From the figure above we can see that the South East of the United States is the most affected area, although tornadoes are affecting also the South West and Nort East. The most harmful events are tornadoes, heat, thunderstorm winds and floods.

Events causing property damage

Let’s summarize the events by their impact on the economic damage. I’m taking a look at the first 30 entries sorted descending according to summarized property and crop damage. I scale the costs to millions of USD.

property_sum_type <- storm.data.tidy %>% 
  group_by(Event = EVTYPE_CLEAN) %>% 
  summarize(Property.dmg = sum(PROPDMG)/1000000, 
            Crop.dmg = sum(CROPDMG)/1000000) %>%
  arrange(desc(Property.dmg+Crop.dmg)) %>%
  mutate(Property.dmg = formatC(Property.dmg, format="f", digits=2, big.mark=","),
         Crop.dmg = formatC(Crop.dmg, format="f", digits=2, big.mark=","))
htmlTable(property_sum_type[1:30,],
          header = c("Event", "Property dmg, mln USD", "Crop dmg, mln USD"),
          align = c("r","c","c"), 
          css.cell = "padding-left: 5.5em; padding-right: 5.5em;")

	Event	Property dmg, mln USD	Crop dmg, mln USD
1	FLOOD	144,306.88	5,628.49
2	HURRICANE	85,300.91	5,515.62
3	STORM SURGE/TIDE	47,834.74	0.85
4	TORNADO	25,636.48	361.83
5	FLASH FLOOD	17,404.43	1,574.88
6	HAIL	15,580.34	3,003.63
7	DROUGHT	1,046.11	13,922.07
8	THUNDERSTORM WIND	10,746.66	1,263.35
9	FROST/FREEZE	3,869.21	6,913.17
10	TROPICAL STORM	7,713.89	694.39
11	WILDFIRE	7,877.56	403.28
12	HIGH WIND	5,416.09	668.30
13	HEAVY RAIN	3,224.99	943.51
14	WINTER STORM	1,620.10	16.94
15	COLD/WIND CHILL	129.73	1,426.77
16	HEAT	20.33	904.47
17	HEAVY SNOW	774.60	129.18
18	LIGHTNING	878.44	11.99
19	BLIZZARD	527.01	7.06
20	COASTAL FLOOD	438.05	0.06
21	DEBRIS FLOW	326.53	20.02
22	STRONG WIND	180.68	70.75
23	TSUNAMI	144.06	0.02
24	HIGH SURF	100.83	0.00
25	WINTER WEATHER	30.39	15.00
26	LAKE-EFFECT SNOW	40.12	0.00
27	FOG	22.22	0.00
28	ASTRONOMICAL HIGH TIDE	9.43	0.00
29	DUST STORM	5.54	3.10
30	WATERSPOUT	7.30	0.00

As we can see, floods and hurricanes are the most damaging events economically.

Again, I will plot only 20 most severe events, and their impact across United States.
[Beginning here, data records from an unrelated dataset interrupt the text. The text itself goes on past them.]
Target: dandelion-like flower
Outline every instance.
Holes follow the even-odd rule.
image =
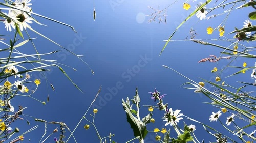
[[[220,78],[220,77],[217,76],[215,78],[215,81],[216,81],[216,82],[219,82],[221,81],[221,78]]]
[[[200,2],[200,5],[199,5],[198,7],[200,7],[201,5],[203,4],[203,2]],[[205,11],[205,9],[206,9],[206,7],[204,7],[202,8],[200,10],[198,11],[197,13],[196,13],[196,16],[198,18],[199,18],[200,20],[202,20],[203,19],[205,19],[206,18],[206,14],[208,13],[208,12]]]
[[[35,80],[35,81],[34,82],[35,82],[36,85],[38,85],[41,84],[41,80],[40,79],[36,79],[36,80]]]
[[[217,119],[219,117],[220,117],[220,116],[221,115],[221,111],[218,111],[218,112],[217,113],[214,113],[212,112],[212,115],[210,116],[210,119],[209,119],[210,120],[210,122],[212,121],[217,121]]]
[[[214,32],[214,29],[211,27],[208,27],[206,30],[208,34],[212,34]]]
[[[183,9],[187,10],[191,7],[190,5],[188,3],[183,3]]]
[[[166,126],[170,124],[172,126],[177,125],[177,122],[179,123],[180,120],[183,119],[183,118],[180,117],[183,115],[183,113],[180,113],[180,110],[176,110],[174,113],[172,108],[170,108],[164,117],[165,119],[163,121],[166,121],[166,123],[164,125]]]
[[[83,128],[84,128],[84,129],[86,129],[86,130],[88,130],[90,128],[90,125],[87,125],[86,124],[84,127],[83,127]]]
[[[256,78],[256,68],[252,70],[252,72],[251,74],[251,78]]]
[[[189,126],[188,126],[188,129],[189,129],[189,130],[191,131],[194,131],[196,130],[196,126],[194,125],[191,124]]]
[[[161,139],[161,136],[160,136],[159,135],[156,136],[155,139],[156,139],[156,141],[159,141]]]
[[[227,121],[226,121],[226,125],[227,125],[227,126],[229,126],[231,122],[232,122],[232,121],[234,121],[234,114],[232,114],[231,116],[227,117]]]
[[[155,119],[154,118],[151,118],[150,119],[150,122],[155,123]]]

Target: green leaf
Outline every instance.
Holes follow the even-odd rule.
[[[184,20],[181,23],[180,23],[180,24],[178,26],[178,27],[177,27],[177,28],[175,29],[175,30],[174,30],[174,31],[173,32],[173,33],[172,34],[172,35],[170,35],[170,37],[169,37],[169,39],[168,39],[168,40],[166,41],[166,42],[165,43],[165,45],[164,45],[164,46],[163,47],[163,49],[162,49],[162,50],[161,51],[161,52],[159,54],[159,56],[161,55],[161,54],[162,53],[162,52],[163,52],[163,50],[164,50],[164,49],[165,48],[165,47],[166,47],[167,45],[168,45],[168,43],[169,43],[169,42],[170,41],[170,39],[172,39],[172,37],[173,37],[173,36],[174,36],[174,34],[175,33],[175,32],[176,32],[176,31],[178,30],[178,29],[179,29],[184,23],[185,23],[185,22],[186,22],[188,19],[189,19],[193,15],[194,15],[196,13],[200,10],[202,8],[203,8],[206,5],[208,4],[209,3],[210,3],[210,2],[211,2],[212,0],[207,0],[206,2],[205,2],[204,3],[203,3],[203,4],[202,4],[202,5],[201,5],[200,7],[198,7],[198,8],[197,8],[194,11],[193,11],[186,18],[186,19],[185,19],[185,20]]]
[[[234,73],[234,74],[232,74],[232,75],[229,75],[229,76],[227,76],[227,77],[225,77],[225,78],[228,78],[228,77],[230,77],[230,76],[232,76],[235,75],[236,75],[236,74],[239,74],[239,73],[241,73],[241,72],[243,72],[243,71],[247,71],[248,69],[249,69],[249,68],[244,68],[244,69],[242,69],[242,70],[240,70],[239,71],[238,71],[238,72],[236,72],[236,73]]]
[[[248,17],[251,20],[256,20],[256,11],[254,11],[254,12],[250,13],[249,14],[249,15]]]
[[[19,36],[20,36],[20,37],[22,38],[22,39],[23,40],[24,40],[24,38],[23,37],[23,35],[22,35],[22,33],[20,31],[19,27],[18,27],[18,24],[17,24],[17,23],[15,23],[15,24],[16,29],[17,30],[17,32],[18,32]]]
[[[169,129],[169,130],[167,132],[166,134],[163,138],[163,143],[169,143],[169,140],[170,140],[170,129]]]
[[[138,101],[137,100],[139,98],[138,96],[138,88],[136,88],[136,95],[134,97],[136,102]],[[138,104],[138,102],[137,103]],[[131,112],[132,110],[130,109],[131,106],[124,101],[123,99],[122,99],[122,104],[126,113],[127,121],[130,124],[131,128],[133,130],[134,136],[139,136],[140,139],[145,138],[148,132],[146,129],[146,124],[133,115],[133,113]]]

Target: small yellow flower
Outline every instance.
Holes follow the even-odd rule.
[[[5,73],[11,73],[11,72],[12,72],[12,70],[9,70],[8,68],[6,68],[5,70]]]
[[[24,91],[25,91],[25,92],[27,92],[27,92],[29,92],[29,89],[28,89],[28,88],[27,88],[27,87],[25,87],[25,89],[24,89]]]
[[[93,113],[96,113],[98,112],[98,109],[93,109]]]
[[[18,138],[22,138],[22,139],[20,139],[20,140],[23,141],[23,138],[24,137],[23,137],[23,136],[21,135],[21,136],[19,136]]]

I will use the coordinates of the geographical middle of the US (42.87 Lat, -97.38 Long) to split data into “quarters”.

property_sum_loc <- storm.data.tidy %>%
  filter(as.character(EVTYPE_CLEAN) %in% as.character(property_sum_type[1:20,]$Event)) %>%
  filter(!is.na(LATITUDE) & !is.na(LONGITUDE)) %>%
  mutate(Sh_Lat = ifelse(LATITUDE > 4287,"North","South"), 
         Sh_Long = ifelse(LONGITUDE > 9738,"West","East")) %>%
    mutate(Sh_Lat = factor(Sh_Lat, levels = c("North","South")), 
         Sh_Long = factor(Sh_Long,levels = c("West","East"))) %>%
  group_by(Event = EVTYPE_CLEAN, Sh_Lat, Sh_Long) %>%
  summarize(Property.dmg = sum(PROPDMG)/1000000, Crop.dmg = sum(CROPDMG)/1000000)

ggplot(data = melt(property_sum_loc), aes(x = reorder(Event,value), y = value, fill = variable)) + geom_bar(position = position_dodge(), stat="identity") + facet_grid(Sh_Lat ~ Sh_Long) + coord_flip() + scale_y_continuous(name = "Costs of damage in millions $") + scale_x_discrete(name = "Names of events") + ggtitle(label = "Costs of economic damage for the storm events with most impact, across United States")

## Using Event, Sh_Lat, Sh_Long as id variables

From the figure above we can see that the South East and South West of the United States are the most affected area. Flood in the South West generated the highest property costs across the United States in the analyzed period. In the South East hurricanes and storm surge/tide events generated the biggest economic burden. Interestingly, these events do not correlate well with the events affecting population health (tornadoes, heat), altohugh the top ten lists overlap.